I think it’s kid specific. DS has been pretty spot on since age 5, so I do tend to believe him even when the information is incomplete. I definitely have gone to the teacher and said he said something that I don’t completely understand and asked about it. And it turned out to be true only the timing was off. But also it was good because the teacher was on the look out, and it did happen again.
With both of my kids, I have found that they go into incredible detail when something is true. “My teacher yelled at me” “Why?” “Because she’s mean” - that gets very little attention from me.
But when DD1 cited a page, paragraph, and word that started an altercation with her horrible teacher, I totally believed her.
The nebulous “mean” stuff with other kids is hard. But again, I found that when DD1 has intricate details of exactly what happened when a kid chucked a basketball at her head and hit her (where he was, where she was, what they were both doing, what led to the ball being thrown, what happened after, who else saw it), I believed her and went Mama Bear on the principal.
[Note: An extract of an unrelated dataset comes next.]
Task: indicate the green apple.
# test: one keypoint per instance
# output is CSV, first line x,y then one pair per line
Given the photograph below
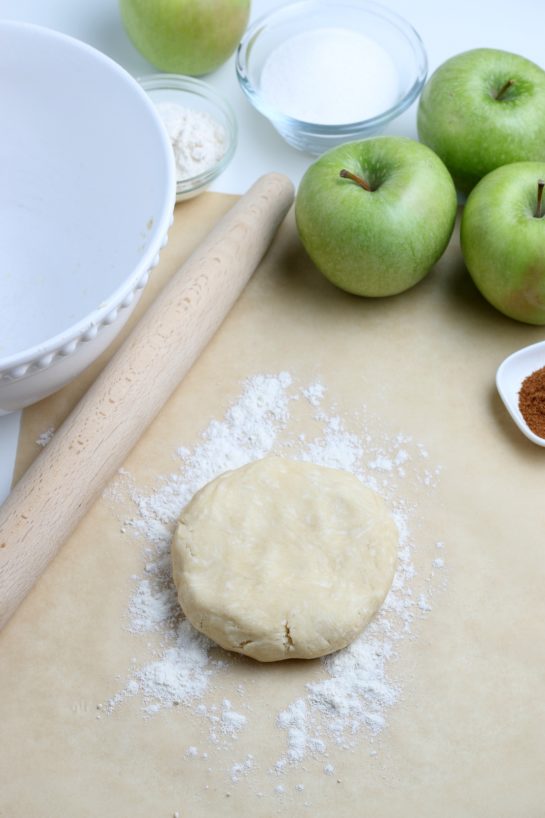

But “Frenemy was mean” was usually quelled with me saying “then stay away from her”.
I tend to believe 0-100% of what my kid says, depending on the day and the story. But I also have no problem following up with the teacher - "have you noticed DD having issues with any of the students? Is there anything we should be aware of or working on at home?"
Post by justcheckingin73 on Sept 18, 2018 13:44:53 GMT -5
I would mention it to the teacher in a very casual way, citing the fact that he doesn’t always tell you the whole story or how you find out something different later. My dd was always pretty good at specific details (even though to this day I mentally second guess her) but ds is not and so it often takes days to pull things out of him.
Post by mommyatty on Sept 18, 2018 15:33:43 GMT -5
Kids this age also just play rough and are imaginative. DD at dinner last night told me that she had told a boy to chase her bc she didn’t want to see her friend “O” “get thrown against the wall”. W the F? Turns out the boy likes to pretend he’s the police, he chases down a subject, then pretends to put them in jail, which is against the climbing wall. So “get thrown in jail” is now “ gets thrown against the wall.” He’s not physically throwing anyone anywhere, they are just messing up an idiom.
So “fighting” may just mean he and his friend were really mad or excited and though there was no physical altercation, he doesn’t have the vocabulary to describe bickering with other kids.
I would leave it alone if he doesn’t seem upset. DD seemed completely flummoxed as to why we didn’t think it was okay to let her friend “throw her against the wall” when they were playing.
Post by erinshelley21 on Sept 19, 2018 11:38:35 GMT -5
My DS is starting to become unreliable when it comes to the events of the day. He's become very imaginative. Best example being a few weeks ago he had very clearly been stung by a bee on his forehead, which caused his eye to swell. I was trying to figure out when it happened to determine if I needed to be worried about an allergic reaction next time. He said it happened at recess and there were 2 bees that flew into the playground. The bees were wearing name tags with the name of the person they were supposed to sting. He didn't tell the teacher because they all got stung by the second bee and he was stung by the first.
It didn't even happen at school. 3 hours later after I explained when it is important to tell the truth (like when it pertains to his health and safety and others) and sending him to his room for his ridiculous but also funny story, he finally said it happened when we were outside at my brothers. Which I had assumed since I didn't notice the huge bump on his head/eye and neither did MIL.